En effet, la nouvelle constitution de la Bolivie affirme clairement les droits des communautés indigènes à être consultées sur tout projet d’aménagement les concernant ainsi que la primauté de la défense de l’environnement. Or cette route, venant du Brésil, traverse une zone remarquable par sa biodiversité et où vivent plusieurs communautés indigènes. Le parc naturel, créé en 1965, est reconnu comme un « territoire indigène » depuis 1990. Il se situe entre les régions de Cochabamba (au centre du pays) et du Béni (au nord-est du pays) et s’étend sur une superficie de 12 000 km². La réserve est habitée par environ 7 000 individus, dispersés entre 53 communautés indigènes. Elle abrite en son sein 714 espèces animales et plus de 400 espèces de fleurs. On estime également que près de 3000 espèces de plantes n’ont pas encore été répertoriées (d’après Wikipedia).
Or, si certaines communautés acceptent la route, payée par le Brésil, qui doit relier San Ignacio de Moxos au Béni à Villa Tunari dans l’état de Cochabamba, d’autre la refusent. Depuis le 15 août, plus de mille personnes membres de ces communautés ont entrepris une marche sur La Paz depuis Trinidad, la capitale du département du Béni.
((/public/photos/.Assemblee_Bolivie1_m.jpg|Assemblee_Bolivie1.JPG|R|Assemblee_Bolivie1.JPG, oct. 2011))
Evo Morales a réaffirmé à plusieurs reprises que la route se ferait. Mais l’opposition de certaines des communautés a été rejointe par des ONG, notamment trois qui ont pourtant été dirigées par plusieurs des actuels ministres du gouvernement et qui ont été à la pointe d’un travail social et environnemental, partie prenante de l’accession au pouvoir d’Evo Morales. Se sont aussi joints au mouvement des syndicats.
Cette mobilisation a débouché sur une crise politique, bon nombre de soutiens de Morales ne comprenant pas son refus de dialoguer et se trouvant déstabilisés par le hiatus entre son image de défenseur des indiens et de l’environnement et la négation de ces deux dimensions dans ce cas précis.

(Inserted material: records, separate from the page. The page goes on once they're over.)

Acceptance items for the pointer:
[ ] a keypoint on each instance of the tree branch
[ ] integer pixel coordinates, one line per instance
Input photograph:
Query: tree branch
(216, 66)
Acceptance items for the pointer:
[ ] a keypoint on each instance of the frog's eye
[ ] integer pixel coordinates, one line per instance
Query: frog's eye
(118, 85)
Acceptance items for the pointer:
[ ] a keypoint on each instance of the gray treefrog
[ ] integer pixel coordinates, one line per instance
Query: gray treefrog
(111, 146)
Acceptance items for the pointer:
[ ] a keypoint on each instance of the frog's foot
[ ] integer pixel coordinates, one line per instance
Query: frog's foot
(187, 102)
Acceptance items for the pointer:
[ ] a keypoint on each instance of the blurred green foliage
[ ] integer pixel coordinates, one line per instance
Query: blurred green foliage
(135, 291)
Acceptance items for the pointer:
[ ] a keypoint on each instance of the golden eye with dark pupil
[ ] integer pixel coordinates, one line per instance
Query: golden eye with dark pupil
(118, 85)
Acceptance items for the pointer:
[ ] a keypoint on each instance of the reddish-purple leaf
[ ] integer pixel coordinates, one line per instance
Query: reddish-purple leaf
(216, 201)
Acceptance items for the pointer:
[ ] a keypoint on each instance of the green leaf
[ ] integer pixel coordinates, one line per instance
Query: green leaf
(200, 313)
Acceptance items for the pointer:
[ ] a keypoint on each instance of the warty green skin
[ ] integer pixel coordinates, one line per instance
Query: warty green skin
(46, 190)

Les explications du MAS (le parti d’Evo Morales) sont que cette route est indispensable pour le développement, notamment de l’élevage, en améliorant les liaisons avec le Brésil sans être obligé de passer par la ville de Santa Cruz. Un tracé à la limite du parc coûterait plusieurs centaines de millions de dollars en plus.

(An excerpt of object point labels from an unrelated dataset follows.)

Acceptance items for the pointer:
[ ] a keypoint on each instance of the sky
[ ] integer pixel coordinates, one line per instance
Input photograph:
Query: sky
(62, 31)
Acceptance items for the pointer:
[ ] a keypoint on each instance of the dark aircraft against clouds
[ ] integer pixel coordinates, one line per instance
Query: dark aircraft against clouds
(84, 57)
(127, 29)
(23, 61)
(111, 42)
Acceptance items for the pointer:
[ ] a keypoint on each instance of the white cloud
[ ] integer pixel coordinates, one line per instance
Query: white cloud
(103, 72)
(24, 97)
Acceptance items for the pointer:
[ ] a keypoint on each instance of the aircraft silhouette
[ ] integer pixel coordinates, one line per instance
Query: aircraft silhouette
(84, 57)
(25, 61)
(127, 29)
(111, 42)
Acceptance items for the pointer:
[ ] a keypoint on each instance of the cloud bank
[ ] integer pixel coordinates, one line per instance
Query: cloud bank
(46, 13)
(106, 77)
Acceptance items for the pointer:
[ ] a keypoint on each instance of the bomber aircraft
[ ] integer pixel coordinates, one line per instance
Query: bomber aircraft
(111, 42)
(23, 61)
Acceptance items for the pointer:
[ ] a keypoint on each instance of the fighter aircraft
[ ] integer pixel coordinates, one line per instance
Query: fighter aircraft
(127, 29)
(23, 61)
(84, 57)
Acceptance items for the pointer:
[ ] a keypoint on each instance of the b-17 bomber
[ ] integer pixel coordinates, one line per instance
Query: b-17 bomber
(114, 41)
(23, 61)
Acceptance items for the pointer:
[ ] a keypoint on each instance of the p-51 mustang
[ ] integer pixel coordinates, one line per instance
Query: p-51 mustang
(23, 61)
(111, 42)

Le MAS dénonce le fait que l’opposition se soit engouffrée dans le soutien à la mobilisation. Ce n’est pas faux, et les déclarations traitant Evo Morales de fasciste sont stupides politiquement et inacceptables. Parce que si c’est le fascisme à cause de la tentative de dispersion de la marche par la police avec usage des gaz lacrymogènes, alors vu le nombre de fois où cela arrive en France, nous vivons dans un pays ultra fasciste !! Tenir ce genre de discours serait bien évidemment absurde, il l’est donc aussi pour la Bolivie. Ceci étant, j’ai eu des discussions avec plusieurs personnes qui n’appartiennent pas du tout à l’opposition et qui étaient au contraire des soutiens inconditionnels d’Evo Morales jusque là et qui ne comprennent pas ce refus du dialogue et cette volonté de passer en force.
Cela provoque de gros dégâts politiques avec y compris la démission de la ministre de la défense suite à la répression policière déployée le dimanche 25 septembre pour disperser la marche.

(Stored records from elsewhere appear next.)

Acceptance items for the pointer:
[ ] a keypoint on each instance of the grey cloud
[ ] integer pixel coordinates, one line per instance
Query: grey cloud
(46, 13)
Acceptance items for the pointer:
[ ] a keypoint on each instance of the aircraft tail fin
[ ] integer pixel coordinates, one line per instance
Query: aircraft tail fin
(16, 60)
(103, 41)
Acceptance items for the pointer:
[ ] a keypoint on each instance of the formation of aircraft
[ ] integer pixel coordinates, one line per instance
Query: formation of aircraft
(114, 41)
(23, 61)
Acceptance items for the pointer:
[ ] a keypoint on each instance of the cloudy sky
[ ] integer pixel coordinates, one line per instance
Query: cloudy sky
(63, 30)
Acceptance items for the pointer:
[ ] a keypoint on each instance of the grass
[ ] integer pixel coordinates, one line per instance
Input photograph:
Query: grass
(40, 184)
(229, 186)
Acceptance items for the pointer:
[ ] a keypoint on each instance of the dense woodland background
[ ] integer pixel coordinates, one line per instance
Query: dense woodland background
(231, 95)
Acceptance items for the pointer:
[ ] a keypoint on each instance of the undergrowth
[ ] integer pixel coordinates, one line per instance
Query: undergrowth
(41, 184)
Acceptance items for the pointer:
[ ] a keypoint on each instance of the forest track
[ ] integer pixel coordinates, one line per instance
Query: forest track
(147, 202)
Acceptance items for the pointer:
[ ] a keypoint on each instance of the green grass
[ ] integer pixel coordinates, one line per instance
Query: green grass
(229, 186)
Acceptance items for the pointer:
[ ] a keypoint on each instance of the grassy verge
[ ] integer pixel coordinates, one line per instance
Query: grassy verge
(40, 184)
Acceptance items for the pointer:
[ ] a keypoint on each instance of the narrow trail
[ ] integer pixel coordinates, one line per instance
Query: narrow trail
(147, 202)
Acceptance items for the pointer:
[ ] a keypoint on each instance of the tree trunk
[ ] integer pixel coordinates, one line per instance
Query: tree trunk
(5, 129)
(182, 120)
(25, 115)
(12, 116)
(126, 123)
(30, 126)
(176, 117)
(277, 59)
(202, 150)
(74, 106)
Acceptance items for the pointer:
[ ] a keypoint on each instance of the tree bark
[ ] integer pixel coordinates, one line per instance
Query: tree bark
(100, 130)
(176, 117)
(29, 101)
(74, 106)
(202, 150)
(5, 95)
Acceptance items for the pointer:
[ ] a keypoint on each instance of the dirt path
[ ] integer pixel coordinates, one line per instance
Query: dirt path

La COB, la principale confédération syndicale bolivienne a appelé à une grève générale en soutien.
Evo Morales a annoncé la suspension des travaux. Il propose la tenue d’un référendum sur la question à l’échelle du département du Béni et non uniquement auprès des populations indigènes concernées. Pas sûr que cela suffise à détendre la situation.
A part cela la Bolivie est un pays splendide et ses habitants sont très chaleureux et très accueillants.